しかし、どれかのバランスが崩れると、身体に不調が表れ、そのままだと病気になる可能性があります。
西洋の医療に慣れていると、ちょっと不思議ですよね。
今回は、気・血・水について詳しくまとめますので、漢方医学の理解の助けになれたらと思います。
「気(き)」は生きるための力となる役割
元気・やる気など、私たちの意欲にかかわる大切なもの。気は生きる力のもとになるエネルギー。

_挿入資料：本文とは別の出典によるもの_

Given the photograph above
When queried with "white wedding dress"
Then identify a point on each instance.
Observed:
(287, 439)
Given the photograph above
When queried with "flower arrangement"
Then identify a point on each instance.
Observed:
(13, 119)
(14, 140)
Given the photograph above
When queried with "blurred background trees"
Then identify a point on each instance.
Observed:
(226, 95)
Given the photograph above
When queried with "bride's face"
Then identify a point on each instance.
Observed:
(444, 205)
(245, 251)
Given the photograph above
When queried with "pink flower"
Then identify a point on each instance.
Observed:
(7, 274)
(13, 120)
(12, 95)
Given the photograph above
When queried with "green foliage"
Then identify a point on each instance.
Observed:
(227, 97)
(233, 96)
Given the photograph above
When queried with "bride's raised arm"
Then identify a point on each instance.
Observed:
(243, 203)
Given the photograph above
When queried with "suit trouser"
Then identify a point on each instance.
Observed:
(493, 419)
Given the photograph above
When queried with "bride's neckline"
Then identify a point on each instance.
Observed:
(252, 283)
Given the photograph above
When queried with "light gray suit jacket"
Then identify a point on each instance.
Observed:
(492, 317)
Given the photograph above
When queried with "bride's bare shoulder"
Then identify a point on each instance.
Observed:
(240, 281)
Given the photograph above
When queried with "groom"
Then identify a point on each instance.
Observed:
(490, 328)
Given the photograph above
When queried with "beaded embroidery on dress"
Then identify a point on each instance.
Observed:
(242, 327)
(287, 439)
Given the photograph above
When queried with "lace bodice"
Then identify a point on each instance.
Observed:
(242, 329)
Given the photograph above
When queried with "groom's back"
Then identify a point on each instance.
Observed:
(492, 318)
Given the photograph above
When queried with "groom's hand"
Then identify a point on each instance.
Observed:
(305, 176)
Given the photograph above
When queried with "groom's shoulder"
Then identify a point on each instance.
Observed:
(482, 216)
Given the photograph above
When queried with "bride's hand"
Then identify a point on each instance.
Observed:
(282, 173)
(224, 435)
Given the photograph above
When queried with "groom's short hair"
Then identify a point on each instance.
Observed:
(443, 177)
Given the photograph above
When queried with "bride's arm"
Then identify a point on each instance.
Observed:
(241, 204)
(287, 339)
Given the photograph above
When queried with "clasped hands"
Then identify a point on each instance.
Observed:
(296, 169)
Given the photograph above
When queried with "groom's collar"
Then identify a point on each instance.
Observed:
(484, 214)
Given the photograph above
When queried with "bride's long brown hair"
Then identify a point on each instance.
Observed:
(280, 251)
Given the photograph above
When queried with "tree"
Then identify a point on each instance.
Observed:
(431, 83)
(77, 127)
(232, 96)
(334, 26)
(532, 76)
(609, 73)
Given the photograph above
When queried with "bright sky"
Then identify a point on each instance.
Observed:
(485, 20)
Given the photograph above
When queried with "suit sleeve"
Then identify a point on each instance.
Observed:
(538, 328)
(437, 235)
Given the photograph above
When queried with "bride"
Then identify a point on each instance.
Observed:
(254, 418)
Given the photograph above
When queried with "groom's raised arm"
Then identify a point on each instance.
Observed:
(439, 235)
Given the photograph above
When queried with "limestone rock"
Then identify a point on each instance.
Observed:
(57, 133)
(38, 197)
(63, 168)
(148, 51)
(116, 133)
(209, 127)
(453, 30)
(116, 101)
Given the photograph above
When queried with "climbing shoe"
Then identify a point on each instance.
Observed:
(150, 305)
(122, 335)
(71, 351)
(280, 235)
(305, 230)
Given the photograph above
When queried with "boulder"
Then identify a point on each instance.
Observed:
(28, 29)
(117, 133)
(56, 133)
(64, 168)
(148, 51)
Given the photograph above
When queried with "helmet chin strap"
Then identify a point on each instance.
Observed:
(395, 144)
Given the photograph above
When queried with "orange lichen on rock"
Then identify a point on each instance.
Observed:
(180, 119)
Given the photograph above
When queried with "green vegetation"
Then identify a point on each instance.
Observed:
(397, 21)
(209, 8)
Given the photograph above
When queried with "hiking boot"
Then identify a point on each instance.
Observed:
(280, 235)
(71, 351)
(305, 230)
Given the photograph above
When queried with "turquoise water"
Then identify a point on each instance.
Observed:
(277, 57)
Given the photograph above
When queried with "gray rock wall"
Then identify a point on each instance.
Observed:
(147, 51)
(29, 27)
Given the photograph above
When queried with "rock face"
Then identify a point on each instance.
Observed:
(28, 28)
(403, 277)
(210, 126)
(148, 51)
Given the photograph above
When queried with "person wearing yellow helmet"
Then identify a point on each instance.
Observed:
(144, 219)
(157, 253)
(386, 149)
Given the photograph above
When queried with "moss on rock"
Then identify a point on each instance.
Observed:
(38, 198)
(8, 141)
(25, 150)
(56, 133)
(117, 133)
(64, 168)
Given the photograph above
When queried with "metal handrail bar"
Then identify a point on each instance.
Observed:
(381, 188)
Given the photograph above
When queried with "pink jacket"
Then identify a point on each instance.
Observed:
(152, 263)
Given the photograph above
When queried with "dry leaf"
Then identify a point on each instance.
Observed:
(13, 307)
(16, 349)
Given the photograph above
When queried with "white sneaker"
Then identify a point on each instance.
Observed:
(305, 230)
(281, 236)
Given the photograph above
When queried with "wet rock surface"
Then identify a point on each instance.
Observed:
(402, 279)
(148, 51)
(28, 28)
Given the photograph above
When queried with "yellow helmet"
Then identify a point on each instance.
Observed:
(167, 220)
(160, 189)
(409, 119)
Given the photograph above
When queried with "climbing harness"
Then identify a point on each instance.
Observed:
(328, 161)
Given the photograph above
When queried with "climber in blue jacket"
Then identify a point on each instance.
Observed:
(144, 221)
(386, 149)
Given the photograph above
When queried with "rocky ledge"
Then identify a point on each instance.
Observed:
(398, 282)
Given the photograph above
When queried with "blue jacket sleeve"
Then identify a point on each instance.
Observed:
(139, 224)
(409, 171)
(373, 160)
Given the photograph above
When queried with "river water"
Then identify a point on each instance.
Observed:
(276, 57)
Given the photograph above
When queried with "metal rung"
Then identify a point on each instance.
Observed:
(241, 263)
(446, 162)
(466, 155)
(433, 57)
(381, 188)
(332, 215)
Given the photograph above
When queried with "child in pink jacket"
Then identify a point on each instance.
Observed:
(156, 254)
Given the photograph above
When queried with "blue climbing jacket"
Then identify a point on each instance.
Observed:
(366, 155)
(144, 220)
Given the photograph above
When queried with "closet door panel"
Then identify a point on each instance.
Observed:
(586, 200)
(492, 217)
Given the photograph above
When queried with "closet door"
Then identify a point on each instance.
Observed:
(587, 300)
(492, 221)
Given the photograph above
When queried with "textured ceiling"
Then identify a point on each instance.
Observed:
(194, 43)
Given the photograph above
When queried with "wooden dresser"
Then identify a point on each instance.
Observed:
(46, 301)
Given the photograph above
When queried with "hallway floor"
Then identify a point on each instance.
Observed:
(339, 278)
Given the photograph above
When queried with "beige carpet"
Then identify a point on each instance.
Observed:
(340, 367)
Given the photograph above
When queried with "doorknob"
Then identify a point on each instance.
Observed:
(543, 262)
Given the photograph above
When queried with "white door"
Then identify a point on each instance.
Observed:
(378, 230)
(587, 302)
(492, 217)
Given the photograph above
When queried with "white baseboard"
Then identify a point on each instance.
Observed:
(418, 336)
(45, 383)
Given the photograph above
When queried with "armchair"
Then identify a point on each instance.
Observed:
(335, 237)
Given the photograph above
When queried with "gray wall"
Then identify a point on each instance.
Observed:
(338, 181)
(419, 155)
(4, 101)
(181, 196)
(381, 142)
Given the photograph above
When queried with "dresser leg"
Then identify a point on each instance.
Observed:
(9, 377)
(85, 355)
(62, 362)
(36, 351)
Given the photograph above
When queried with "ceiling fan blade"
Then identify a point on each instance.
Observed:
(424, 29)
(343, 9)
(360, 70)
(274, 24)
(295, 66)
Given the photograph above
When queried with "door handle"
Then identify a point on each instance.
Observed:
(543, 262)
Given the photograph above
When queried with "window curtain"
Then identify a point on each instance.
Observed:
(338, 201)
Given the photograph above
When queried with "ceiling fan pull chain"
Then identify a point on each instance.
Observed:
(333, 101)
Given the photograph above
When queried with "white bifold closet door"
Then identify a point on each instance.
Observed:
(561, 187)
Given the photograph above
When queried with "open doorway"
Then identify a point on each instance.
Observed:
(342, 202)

日中は身体をめぐって身体を守り、夜は身体の不具合を修復しているとされています。
体力がない、胃腸が弱い、風邪をひきやすいという状態は、気の不足によるもの。
気が不足したときは、エネルギーも元となる食材をとることを心がけましょう。
例えば、肉や魚、雑穀や豆が効果的です。
気虚(ききょ)
気虚とは、気が足りなくなることをいいます。
エネルギー不足による倦怠感や疲れを感じ、やる気が無くなってしまいます。
また、風邪を引きやすくなったり、胃腸の不調を感じやすくなります。
気滞(きたい)
気のめぐりが悪くなっている状態のことです。
精神的ストレスや、生活リズムの乱れにより、自律神経が乱れてしまいます。
精神心理的な症状は、イライラ感や不安、不眠などです。
「血(けつ)」は思考の源となる役目
全身をめぐる血液は、酸素や栄養を身体中に運搬します。
漢方でも血は血液のことを意味します。
そして、血液は思考の源ともされています。
血が足りていると精神が充実し、血が足りなくなると精神的に不安定になります。
血が不足したときは、赤い食べ物(肉類、カツオなどの赤身の魚、ニンジンなど)や、黒い食べ物(黒豆、黒ゴマ、プルーン、レーズン、ブルーベリーなど)を食事にとり入れます。
血虚(けっきょ)
血が足りなくなることです。
栄養不足、睡眠不足などにより、貧血、めまいなどが起こります。
また、肌の乾燥、眼のかすみ、さらには物忘れなどの症状も出やすくなります。
瘀血(おけつ)
血の流れが悪くなり、にきびや、眼の下のくまなどの肌のスキントラブルの原因に。
また、肩こり、腰痛、月経痛などの原因にもなります。
「水(すい)」は全身に潤いを与える役目
私たちの体内には、リンパ液や唾液、汗、涙など、たくさんの水分があります。
水とは、血液以外のすべての液体のこと。
水は津液(しんえき)とも呼ばれ、お肌や髪、筋肉や内臓まですべてを潤してくれます。
体内の水の代謝をよくするためには、有酸素運動や半身浴などの活動も効果的です。
津虚(しんきょ)
体内が水分不足になるため、肌や髪が乾燥気味に。
口渇やドライアイ、便秘、関節痛なども起こりやすくなります。
免疫力も低下するので、風邪などの感染症にかかりやすくなります。
水滞(すいたい)
体内に水分が滞るため、むくみが気になってきます。
また、肌に湿疹ができてジュクジュクして治りづらかったり、耳鳴りやめまいなどの耳の症状が起こる可能性があります。
日常的に気・血・水を整えておく
例えばダイエットで血が不足すると、貧血や、無気力などの症状が出るように、私たちの身体は気・血・水により大きく支配されています。
3要素のトラブルは、いずれ病気が発生する原因となる可能性があるため、日ごろから意識してバランスを整えるようにしましょう。